President Donald Trump has dismissed police brutality as toxic left wing propaganda, and denounced the violence of the post-Floyd, global protests of the Black Lives Matter movement. During the past four years, he has repeatedly debased African American leaders and community. He has tried to justify police violence against the black community. In fact, he has regularly incited police violence against the Black Lives Matter movement as a legitimate weapon to preserve law and order.
Trump began his speech on the first of his Black History Month speeches in February 2017, making a historical event all about himself. He said, “Well, the election, it came out really well. Next time we’ll triple the number (of black votes) or quadruple it. We want to get it over 51, right? At least 51”. A statement which showed that he had no idea of the significance of Black History Month. At an occasion where he should have said a few words about the achievements of the African American community, he was whining at the almost total lack of support he got from the black community at the presidential election. A lack of support which only served to endorse the wisdom of the African American electorate.
New York Times satirist, Andy Borowitz, has an amusing take on Trump’s speech in 2017.
“Before his breakfast meeting to mark Black History Month, Trump told (Education Secretary) DeVos, ‘Betsy, write down what you know about black history so that I can read it at the meeting’. She took out a pen and did it in, like, three minutes. She’s fantastic.
“Impressed by the one-sentence summary that DeVos wrote about Frederick Douglass, Trump said he was now considering Douglass (who died in 1895) for a top White House post.
“Based on what Betsy said about him, we could really use Fred’s energy around here, Trump said”.
When the press reminded him that Douglass was long dead, Trump said, “That’s a nasty thing to say about someone who is doing a great job. This is why the press is failing, and it’s failing, very, very badly”.
This was satire, but, considering Trump’s moronic ignorance of the history of the nation he leads, it could well have been factual.
The achievements of the African American community are too numerous to list here. These milestones are even more remarkable because they have been accomplished in trying conditions and with limited opportunities. In the present century, African Americans have produced in Serena Williams the greatest female tennis player ever; in Tiger Woods the most dominant golfer in history, who changed the game for spectators and players alike; and in Barack Obama, the first black president who led the country from a deep recession to a booming economy with the lowest unemployment rates and continuous economic growth for 72 months. A recipient of the Nobel Peace Prize and the John F. Kennedy Profile in Courage award.

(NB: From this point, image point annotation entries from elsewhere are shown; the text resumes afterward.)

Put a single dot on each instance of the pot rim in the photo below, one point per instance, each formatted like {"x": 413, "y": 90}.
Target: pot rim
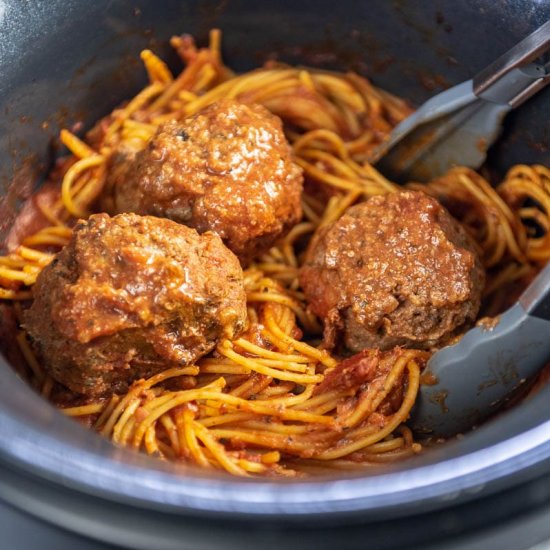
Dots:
{"x": 41, "y": 445}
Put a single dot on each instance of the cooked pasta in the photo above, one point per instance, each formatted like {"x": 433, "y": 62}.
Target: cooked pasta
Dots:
{"x": 269, "y": 402}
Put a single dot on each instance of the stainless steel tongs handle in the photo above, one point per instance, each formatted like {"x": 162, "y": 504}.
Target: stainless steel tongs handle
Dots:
{"x": 513, "y": 77}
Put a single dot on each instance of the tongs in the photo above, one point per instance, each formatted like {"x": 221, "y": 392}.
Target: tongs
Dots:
{"x": 457, "y": 126}
{"x": 467, "y": 382}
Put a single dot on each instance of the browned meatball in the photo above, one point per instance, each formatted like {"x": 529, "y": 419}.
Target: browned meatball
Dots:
{"x": 227, "y": 169}
{"x": 130, "y": 296}
{"x": 395, "y": 270}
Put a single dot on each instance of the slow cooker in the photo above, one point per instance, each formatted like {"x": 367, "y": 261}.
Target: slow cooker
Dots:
{"x": 64, "y": 62}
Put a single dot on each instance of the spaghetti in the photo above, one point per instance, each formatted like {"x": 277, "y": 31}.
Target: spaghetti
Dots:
{"x": 273, "y": 402}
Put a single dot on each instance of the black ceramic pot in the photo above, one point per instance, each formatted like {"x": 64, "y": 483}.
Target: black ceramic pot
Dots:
{"x": 65, "y": 61}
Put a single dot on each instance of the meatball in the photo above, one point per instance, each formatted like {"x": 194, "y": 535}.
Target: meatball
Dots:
{"x": 227, "y": 169}
{"x": 130, "y": 296}
{"x": 394, "y": 270}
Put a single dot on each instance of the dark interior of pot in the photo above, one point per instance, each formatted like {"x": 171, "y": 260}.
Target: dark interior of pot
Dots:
{"x": 66, "y": 62}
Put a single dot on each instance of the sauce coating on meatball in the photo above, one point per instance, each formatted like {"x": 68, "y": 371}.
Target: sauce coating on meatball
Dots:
{"x": 394, "y": 270}
{"x": 130, "y": 296}
{"x": 227, "y": 169}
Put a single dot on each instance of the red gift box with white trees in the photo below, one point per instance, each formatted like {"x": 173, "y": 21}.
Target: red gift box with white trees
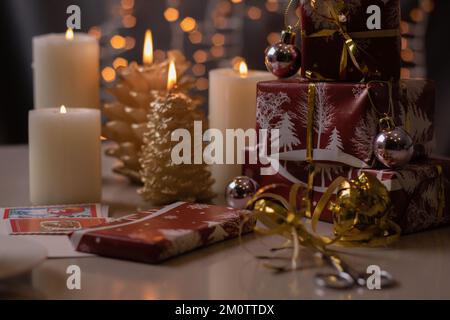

A president who, with his family, has set the standards of decorum and compassion for all those who occupy the White House in the future. Just three, who admittedly have my personal admiration. I have failed to list countless others, the public figures and politicians, the sportsmen and women, the musicians and actors, the poets, writers and journalists…. The list is endless.
And there are many African Americans who are ready and able to carry on these proud traditions to the future. Amanda Gorman, poet, a worthy successor to Maya Angelou, caused a sensation at President Biden’s inauguration with a sparkling rendition of an inspiring and courageous poem. And, of course, Kamala Harris, the first black South Asian and first female vice president in the history of the United States. Just two of many others waiting in the wings.
There are many outstanding achievements of the black community to reflect on during this Black History Month. Unfortunately, the continuing and escalating racism over the past few years should take “pride of place” in our thoughts and efforts, to diminish, if not eliminate, the effects of a second, equally vicious pandemic. Unfortunately, it is most doubtful that a “vaccine” will be found to combat, any time soon, the plague of white supremacy that has bedeviled the nation for over 400 years.